Pedro era um daqueles meninos difíceis de lidar, e
sempre arrumava uma briga à toa com alguém. Em casa, com os irmãos mais novos,
reclamava e discutia toda vez que eles simplesmente entravam em seu quarto sem
bater na porta. E na escola, então, confusão nunca era demais.
Certa vez, no intervalo entre uma aula e outra,
Pedro empurrou um garoto e o xingou:
– Tá cego, “mané”?! Não tá vendo o meu pé, não?!
Perguntou a um garoto desatento.
O menino apenas o olhou e pediu desculpas pela
desatenção.
Não conformado, Pedro repetia palavras de baixo
calão ao garoto, que saiu de cabeça baixa.
Dias depois, Pedro sofreu um terrível acidente de
trânsito. À noite, enquanto todos em sua casa dormiam, ele pegou o carro dos
pais e saiu sem avisar.
Inconsequente, ultrapassou o sinal vermelho e bateu
em cheio em um veículo que seguia no outro sentido.

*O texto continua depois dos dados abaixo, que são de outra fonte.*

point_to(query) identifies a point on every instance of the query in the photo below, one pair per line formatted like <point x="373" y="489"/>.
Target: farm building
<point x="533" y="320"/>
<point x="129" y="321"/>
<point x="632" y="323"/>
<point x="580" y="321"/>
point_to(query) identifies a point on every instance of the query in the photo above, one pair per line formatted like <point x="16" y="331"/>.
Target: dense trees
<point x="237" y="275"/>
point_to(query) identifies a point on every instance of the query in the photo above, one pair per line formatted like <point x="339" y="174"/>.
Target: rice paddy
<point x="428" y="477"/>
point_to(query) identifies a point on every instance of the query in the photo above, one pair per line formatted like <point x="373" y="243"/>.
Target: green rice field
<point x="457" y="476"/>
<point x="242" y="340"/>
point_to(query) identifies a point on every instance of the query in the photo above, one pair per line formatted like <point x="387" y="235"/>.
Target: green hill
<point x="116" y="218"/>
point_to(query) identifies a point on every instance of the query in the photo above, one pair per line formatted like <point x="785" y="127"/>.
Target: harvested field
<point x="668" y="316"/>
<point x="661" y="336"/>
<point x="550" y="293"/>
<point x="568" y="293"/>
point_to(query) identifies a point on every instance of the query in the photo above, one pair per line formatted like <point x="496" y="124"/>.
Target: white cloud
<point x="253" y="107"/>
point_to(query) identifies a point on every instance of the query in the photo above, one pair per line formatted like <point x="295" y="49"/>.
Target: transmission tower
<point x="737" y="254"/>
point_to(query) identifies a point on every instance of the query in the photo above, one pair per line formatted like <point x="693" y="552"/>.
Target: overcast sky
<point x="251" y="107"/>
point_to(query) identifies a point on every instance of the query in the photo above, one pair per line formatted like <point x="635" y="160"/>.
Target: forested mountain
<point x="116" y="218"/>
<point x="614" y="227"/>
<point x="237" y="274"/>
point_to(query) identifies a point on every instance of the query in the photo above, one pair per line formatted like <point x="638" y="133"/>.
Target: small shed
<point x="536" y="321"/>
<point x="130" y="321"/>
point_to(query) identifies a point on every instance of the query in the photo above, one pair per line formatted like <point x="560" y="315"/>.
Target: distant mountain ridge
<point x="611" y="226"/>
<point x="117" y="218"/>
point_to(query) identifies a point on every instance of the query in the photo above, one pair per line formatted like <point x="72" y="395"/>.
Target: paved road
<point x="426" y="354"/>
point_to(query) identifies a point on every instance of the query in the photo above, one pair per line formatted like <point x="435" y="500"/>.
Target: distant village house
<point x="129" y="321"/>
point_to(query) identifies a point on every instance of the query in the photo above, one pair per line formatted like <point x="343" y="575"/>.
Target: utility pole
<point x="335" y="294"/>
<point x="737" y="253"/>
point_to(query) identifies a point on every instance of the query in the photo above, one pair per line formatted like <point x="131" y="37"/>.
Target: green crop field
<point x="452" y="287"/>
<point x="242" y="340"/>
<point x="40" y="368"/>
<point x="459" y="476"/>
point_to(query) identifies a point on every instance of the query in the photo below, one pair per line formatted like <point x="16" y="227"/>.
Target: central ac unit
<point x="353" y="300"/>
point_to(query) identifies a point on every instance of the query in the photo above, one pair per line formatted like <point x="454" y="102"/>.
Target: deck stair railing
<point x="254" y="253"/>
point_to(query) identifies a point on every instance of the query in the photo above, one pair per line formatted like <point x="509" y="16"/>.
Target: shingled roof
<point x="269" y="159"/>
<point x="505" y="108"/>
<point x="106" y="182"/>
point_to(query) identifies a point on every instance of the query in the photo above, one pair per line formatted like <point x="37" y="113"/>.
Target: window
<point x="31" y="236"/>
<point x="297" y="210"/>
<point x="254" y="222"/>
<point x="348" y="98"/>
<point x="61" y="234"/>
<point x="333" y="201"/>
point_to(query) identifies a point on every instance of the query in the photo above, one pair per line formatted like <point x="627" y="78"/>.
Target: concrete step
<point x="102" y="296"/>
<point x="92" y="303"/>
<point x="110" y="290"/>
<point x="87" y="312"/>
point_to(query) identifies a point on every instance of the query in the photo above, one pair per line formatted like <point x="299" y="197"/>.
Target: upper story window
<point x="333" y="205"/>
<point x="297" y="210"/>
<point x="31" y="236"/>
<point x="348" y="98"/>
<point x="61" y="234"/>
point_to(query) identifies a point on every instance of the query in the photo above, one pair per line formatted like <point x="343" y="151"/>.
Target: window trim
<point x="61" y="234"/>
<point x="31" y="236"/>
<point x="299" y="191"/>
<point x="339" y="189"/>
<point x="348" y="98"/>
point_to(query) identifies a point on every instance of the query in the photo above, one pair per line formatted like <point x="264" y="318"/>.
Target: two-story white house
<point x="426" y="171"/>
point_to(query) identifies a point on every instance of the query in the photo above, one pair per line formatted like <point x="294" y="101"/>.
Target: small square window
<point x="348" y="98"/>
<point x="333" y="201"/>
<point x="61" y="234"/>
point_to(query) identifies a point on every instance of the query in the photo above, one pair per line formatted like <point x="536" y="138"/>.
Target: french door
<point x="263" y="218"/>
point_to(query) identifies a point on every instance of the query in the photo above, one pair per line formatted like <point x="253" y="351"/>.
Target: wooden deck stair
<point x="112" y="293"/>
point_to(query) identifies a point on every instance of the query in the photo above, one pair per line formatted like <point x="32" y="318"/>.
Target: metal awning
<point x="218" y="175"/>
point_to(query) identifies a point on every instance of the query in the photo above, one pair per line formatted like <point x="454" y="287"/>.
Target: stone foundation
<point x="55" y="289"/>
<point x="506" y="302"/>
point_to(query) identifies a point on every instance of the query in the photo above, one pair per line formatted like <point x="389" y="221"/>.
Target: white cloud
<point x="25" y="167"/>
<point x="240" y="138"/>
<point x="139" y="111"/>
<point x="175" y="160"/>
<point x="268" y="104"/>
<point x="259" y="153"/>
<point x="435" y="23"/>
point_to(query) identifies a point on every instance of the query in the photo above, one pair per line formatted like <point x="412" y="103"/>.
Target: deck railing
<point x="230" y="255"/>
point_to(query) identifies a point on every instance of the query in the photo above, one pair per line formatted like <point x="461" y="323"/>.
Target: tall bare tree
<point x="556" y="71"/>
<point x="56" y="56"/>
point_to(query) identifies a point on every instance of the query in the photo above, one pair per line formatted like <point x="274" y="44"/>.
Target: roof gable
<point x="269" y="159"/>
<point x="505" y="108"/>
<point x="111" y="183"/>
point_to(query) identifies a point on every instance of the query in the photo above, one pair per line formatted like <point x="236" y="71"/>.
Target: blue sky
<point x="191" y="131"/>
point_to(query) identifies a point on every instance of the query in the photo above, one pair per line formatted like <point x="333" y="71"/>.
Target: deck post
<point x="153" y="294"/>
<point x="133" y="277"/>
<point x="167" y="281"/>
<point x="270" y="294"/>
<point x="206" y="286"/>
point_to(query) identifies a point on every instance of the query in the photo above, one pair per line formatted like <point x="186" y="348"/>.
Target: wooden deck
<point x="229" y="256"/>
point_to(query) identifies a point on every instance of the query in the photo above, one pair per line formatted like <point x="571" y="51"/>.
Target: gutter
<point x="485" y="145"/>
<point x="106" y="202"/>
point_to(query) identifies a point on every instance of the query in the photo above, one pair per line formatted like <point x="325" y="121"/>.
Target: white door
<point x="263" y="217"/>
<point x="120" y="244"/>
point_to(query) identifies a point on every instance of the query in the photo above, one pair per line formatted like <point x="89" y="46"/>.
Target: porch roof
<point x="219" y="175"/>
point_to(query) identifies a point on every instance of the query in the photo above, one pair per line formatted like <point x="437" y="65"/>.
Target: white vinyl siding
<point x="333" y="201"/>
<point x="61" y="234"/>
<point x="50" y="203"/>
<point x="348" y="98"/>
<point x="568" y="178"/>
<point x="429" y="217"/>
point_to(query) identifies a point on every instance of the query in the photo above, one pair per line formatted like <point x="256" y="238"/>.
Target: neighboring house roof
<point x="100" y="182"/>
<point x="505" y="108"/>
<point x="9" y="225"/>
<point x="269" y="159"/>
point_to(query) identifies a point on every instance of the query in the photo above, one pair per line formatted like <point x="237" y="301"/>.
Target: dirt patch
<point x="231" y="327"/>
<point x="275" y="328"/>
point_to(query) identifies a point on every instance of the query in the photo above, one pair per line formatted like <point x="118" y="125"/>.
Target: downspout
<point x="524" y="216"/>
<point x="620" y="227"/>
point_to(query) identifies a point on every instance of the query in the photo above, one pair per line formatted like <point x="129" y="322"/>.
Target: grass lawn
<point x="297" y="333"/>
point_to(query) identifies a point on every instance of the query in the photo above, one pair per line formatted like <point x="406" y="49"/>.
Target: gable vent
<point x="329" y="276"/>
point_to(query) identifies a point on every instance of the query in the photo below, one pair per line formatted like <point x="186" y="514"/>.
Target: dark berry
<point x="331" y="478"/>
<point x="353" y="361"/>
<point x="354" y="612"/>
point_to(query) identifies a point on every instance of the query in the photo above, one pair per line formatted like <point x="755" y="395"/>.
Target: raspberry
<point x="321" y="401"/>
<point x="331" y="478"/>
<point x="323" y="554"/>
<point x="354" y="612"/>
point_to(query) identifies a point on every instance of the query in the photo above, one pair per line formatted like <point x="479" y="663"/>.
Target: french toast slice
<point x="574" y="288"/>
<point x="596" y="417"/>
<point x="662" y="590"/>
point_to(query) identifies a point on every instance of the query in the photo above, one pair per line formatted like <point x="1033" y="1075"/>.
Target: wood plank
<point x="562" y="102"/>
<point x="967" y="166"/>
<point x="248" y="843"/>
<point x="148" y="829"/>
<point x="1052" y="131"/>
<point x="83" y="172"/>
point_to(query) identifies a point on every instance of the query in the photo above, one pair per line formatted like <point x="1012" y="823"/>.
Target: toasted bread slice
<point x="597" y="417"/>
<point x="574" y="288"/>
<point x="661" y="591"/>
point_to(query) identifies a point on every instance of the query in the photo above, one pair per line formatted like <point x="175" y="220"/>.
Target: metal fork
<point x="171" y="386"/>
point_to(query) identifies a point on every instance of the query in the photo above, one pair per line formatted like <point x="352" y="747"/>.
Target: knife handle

Pedro estava agonizando, e o corpo em meio às
ferragens tornava a sua situação ainda mais complicada. O carro atingido por
ele pouco estragou, mas o motorista tampouco permaneceu ali para ajudá-lo.
Sangrando muito, Pedro já sentia uma sensação ruim
de desmaio e frio, e um filme de sua vida passava por sua mente. Neste momento,
ele começou a pensar na família, em sua intransigência com os próximos, nas
suas rebeldias e na grosseria com a qual tratava as pessoas.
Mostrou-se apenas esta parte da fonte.